TERRY RILEY — In C (Members of the Center of the Creative and Performing Arts in the State University of New York at Buffalo feat. conductor & saxophone: Terry Riley) (review)

TERRY RILEY — In C (Members of the Center of the Creative and Performing Arts in the State University of New York at Buffalo feat. conductor & saxophone: Terry Riley) album cover Album · 1968 · Third Stream Buy this album from MMA partners
4/5 ·
siLLy puPPy
Although TERRY RILEY actually composed his famous IN C way back in 1964, it didn't find a release as a recording until four years later. RILEY is famous for his minimalist approach to Western classical music with a healthy helping of jazz and Indian classical music as influences. Apparently the 60s was a time when composers were obsessed with finding ways to break down the barriers and limitations of the status quo by throwing all the accepted norms out the window and freeing themselves of set chord changes, scales and anything else that was thought to be “normal” for composers to accept.

IN C is interesting in that when played live it has no set duration. It can last a few minutes to several hours and every performance is improvised and therefore completely different. This one album is but a particular snapshot serving as a mere example of what you might hear if you happen to witness a live rendition. The whole thing is quite technical to explain and all the terminology including the term heterophonic which refers to different rhythmic displacements can easily be found on the internet.

Basically the whole thing begins on a C major chord with different patterns that recur by adding and subtracting different instruments. I would say it's kinda like you were walking down a very long hallway with rooms on each side and in each room there is a different instrument playing a subtly different part off of the C major chord. As you continue to walk you would hear the instruments you've already passed fade away while the ones you approach getting more prominent. Of course while all this is occurring some instruments begin and stop randomly.

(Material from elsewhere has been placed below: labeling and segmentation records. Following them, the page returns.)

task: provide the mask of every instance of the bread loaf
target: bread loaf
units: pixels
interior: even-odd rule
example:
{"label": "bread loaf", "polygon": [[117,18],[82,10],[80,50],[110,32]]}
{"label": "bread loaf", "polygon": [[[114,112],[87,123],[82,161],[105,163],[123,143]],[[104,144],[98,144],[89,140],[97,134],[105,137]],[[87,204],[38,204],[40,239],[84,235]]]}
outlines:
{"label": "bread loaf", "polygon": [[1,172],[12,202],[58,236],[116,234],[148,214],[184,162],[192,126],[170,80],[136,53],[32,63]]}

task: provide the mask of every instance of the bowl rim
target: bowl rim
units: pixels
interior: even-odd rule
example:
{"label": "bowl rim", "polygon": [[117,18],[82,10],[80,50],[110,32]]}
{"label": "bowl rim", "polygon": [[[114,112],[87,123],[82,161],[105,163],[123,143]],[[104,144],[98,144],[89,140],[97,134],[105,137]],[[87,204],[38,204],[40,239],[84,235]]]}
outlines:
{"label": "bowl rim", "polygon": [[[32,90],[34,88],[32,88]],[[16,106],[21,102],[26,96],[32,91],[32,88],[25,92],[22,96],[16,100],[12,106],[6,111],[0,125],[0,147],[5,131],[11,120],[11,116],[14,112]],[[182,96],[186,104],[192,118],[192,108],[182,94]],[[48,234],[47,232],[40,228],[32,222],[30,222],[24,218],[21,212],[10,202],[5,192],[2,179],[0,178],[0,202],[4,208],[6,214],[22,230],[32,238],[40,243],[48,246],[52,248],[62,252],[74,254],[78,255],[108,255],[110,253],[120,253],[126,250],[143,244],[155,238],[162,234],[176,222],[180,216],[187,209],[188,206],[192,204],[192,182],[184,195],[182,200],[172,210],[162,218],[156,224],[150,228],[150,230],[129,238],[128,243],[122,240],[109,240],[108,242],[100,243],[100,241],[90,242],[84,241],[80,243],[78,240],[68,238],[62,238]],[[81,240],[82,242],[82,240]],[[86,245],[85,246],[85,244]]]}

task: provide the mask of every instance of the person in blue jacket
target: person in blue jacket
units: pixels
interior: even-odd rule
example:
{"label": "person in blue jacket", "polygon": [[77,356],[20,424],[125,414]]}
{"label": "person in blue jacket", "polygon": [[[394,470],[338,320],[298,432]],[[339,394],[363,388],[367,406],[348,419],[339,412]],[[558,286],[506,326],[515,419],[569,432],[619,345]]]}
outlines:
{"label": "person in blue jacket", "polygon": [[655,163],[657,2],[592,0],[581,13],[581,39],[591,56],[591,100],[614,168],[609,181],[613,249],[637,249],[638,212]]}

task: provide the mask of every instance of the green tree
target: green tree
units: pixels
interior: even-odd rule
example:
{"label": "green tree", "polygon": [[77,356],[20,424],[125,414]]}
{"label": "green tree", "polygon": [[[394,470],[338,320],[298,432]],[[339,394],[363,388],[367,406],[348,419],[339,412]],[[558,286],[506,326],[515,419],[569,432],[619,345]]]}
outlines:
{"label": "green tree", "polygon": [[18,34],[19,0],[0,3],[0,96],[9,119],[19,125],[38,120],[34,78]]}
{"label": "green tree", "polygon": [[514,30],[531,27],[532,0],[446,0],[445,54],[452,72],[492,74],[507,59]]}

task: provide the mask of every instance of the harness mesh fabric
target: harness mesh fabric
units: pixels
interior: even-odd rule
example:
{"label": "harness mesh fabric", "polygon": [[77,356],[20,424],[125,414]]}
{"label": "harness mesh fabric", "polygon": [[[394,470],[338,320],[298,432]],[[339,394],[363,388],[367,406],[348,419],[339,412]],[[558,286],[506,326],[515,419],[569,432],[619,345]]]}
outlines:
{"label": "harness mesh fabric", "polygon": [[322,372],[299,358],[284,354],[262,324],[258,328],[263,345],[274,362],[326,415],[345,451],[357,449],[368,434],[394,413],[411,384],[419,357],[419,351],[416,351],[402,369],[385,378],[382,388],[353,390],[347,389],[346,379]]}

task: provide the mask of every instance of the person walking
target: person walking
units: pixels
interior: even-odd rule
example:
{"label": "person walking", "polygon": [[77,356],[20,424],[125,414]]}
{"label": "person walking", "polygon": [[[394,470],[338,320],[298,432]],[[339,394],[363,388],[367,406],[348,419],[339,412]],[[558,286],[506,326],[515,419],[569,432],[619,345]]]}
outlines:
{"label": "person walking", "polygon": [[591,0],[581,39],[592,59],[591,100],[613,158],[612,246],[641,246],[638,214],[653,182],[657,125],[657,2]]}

It is all strange and unpredictable as to which rhythms and timbres will occur yet totally predictable as to which notes will continue during the 45 minutes of length, at least on my CD. Of course RILEY would go on to redefine music in other ways but on this album he shows that you can be academic in your approach and still make something pleasurable to listen to. Of course, this is one of those occasional listens since it is so strange as to be almost alien. I can hear how artists like Philip Glass and others were influenced by some of RILEY's approach. It seems the Acid Mother's Temple has done a version of this as well as many others.